Ferdinand Piëch's era had begun, the era when approximately every second month a new racing car or a modification was created. For the 1967 Le Mans, the new 907 was ready. Two 907 LH ("Langheck", long-tail) were starting the race along with eight other Porsches. Ten cars at Le Mans was a new record for Porsche. All ten had 2-litre 6-cylinder engines. The Porsches scored 5-6-7-8 after the 7-litre GT40s and 4-litre Ferraris. The fastest Porsche was the 907 LH #41 of Jo Siffert/Hans Herrmann and they naturally took the 2-litre class victory. It was the first Porsche that covered more than 4800 km at Le Mans 24 hours, pushing the average speed above 200 km/h. Imagine this achievement in 1967 with just a 2-litre normally aspirated engine, considering all the pit stops for refuelling and the driver changes!
In addition to Le Mans, in 1967, the long-tail 907 was used only at the Brands Hatch 6 hour race for which it got a bit shortened tail (still long-tail, the short tail 907 came later).
The 1968 endurance racing season started in Florida with 24 hours of Daytona. An army of five Porsche 907 LH lined up. One 907 was equipped with 2.0-litre flat-6 and the four factory team cars with 2.2-litre flat-8 that developed 275 DIN hp (202 kW / 271 SAE hp) and 23 mkp of torque (166 lb-ft / 226 Nm). Unfortunately, in the race a competitor dropped oil on the track and Gerhard Mitter lost control of his 907 #53. Going sideways to the grass, the car flipped over. Then a Ferrari lost control on the oil and hit 907 #55 driven by Dieter Spoerry. Two 907 LH were out. By the morning all the Ford GTs were out and Porsche was leading with the three remaining 907. Two 907 up front had to make way for 907 #54 on third place when the #52 907 had suffered a throttle link problem and the #51 907 had its alternator replaced. Now, the #54 car of Elford/Neerpasch and Stommelen (who had joined after Mitter had flipped their 907) was leading. For some reason, team manager Huschke von Hanstein had Herrmann and Siffert drive the leading car aswell. Half an hour before the end of the race von Hanstein, who was also a PR manager, ordered the three leading Porsches to drive side by side. American spectators were not very fond of this as it degraded the image of the sport, but to give credits to von Hanstein, it was a smart move in terms of marketing. The other thing the spectators did not like was the fact that five pilots scored first with one car, with Herrmann and Siffert taking the cups also for the second place.

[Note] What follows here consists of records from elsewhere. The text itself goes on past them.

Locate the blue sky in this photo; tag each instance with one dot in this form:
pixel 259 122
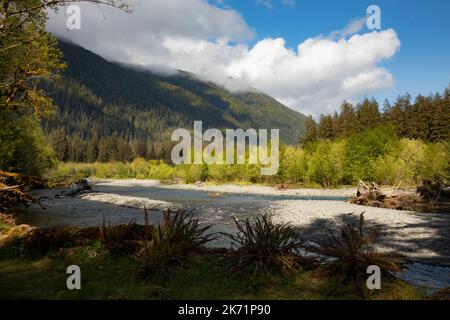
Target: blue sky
pixel 293 50
pixel 421 66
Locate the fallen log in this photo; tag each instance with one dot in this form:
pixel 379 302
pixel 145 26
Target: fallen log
pixel 402 199
pixel 79 186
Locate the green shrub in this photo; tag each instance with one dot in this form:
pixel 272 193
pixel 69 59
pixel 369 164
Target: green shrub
pixel 173 241
pixel 265 246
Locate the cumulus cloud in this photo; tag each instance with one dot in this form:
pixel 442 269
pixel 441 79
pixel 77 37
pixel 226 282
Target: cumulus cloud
pixel 199 37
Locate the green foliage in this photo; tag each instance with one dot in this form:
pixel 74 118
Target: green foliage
pixel 109 112
pixel 175 240
pixel 265 246
pixel 427 118
pixel 361 149
pixel 325 164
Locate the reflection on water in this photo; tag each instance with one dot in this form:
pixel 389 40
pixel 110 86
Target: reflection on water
pixel 210 209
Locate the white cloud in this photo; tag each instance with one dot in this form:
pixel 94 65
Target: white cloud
pixel 196 36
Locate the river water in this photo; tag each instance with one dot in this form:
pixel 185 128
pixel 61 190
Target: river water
pixel 213 209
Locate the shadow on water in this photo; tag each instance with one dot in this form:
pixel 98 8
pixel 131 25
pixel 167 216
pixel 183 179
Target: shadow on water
pixel 427 273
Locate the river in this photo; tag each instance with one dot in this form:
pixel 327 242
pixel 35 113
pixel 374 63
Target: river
pixel 211 208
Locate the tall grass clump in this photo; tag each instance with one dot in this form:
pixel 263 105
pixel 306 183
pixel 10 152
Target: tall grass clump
pixel 172 242
pixel 265 246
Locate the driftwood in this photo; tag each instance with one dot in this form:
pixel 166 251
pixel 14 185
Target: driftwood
pixel 79 186
pixel 434 191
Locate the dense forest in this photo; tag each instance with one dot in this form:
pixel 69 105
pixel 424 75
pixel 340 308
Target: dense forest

The 907 LH was used only in two more races as the 907 K was also in use and the new 908 getting into shape aswell. At the 1968 Monza 1000 km Rolf Stommelen and Jochen Neerpasch won the class and finished 2nd overall with the 907 LH after a 4.7-litre Ford GT40 and at the 1968 Le Mans 24h Rico Steinemann and Dieter Spoerry also won the class and finished 2nd overall after a 4.9-litre Ford GT40. It was an unbelievable achievement for such a small engine, also the best result for Porsche at Le Mans so far.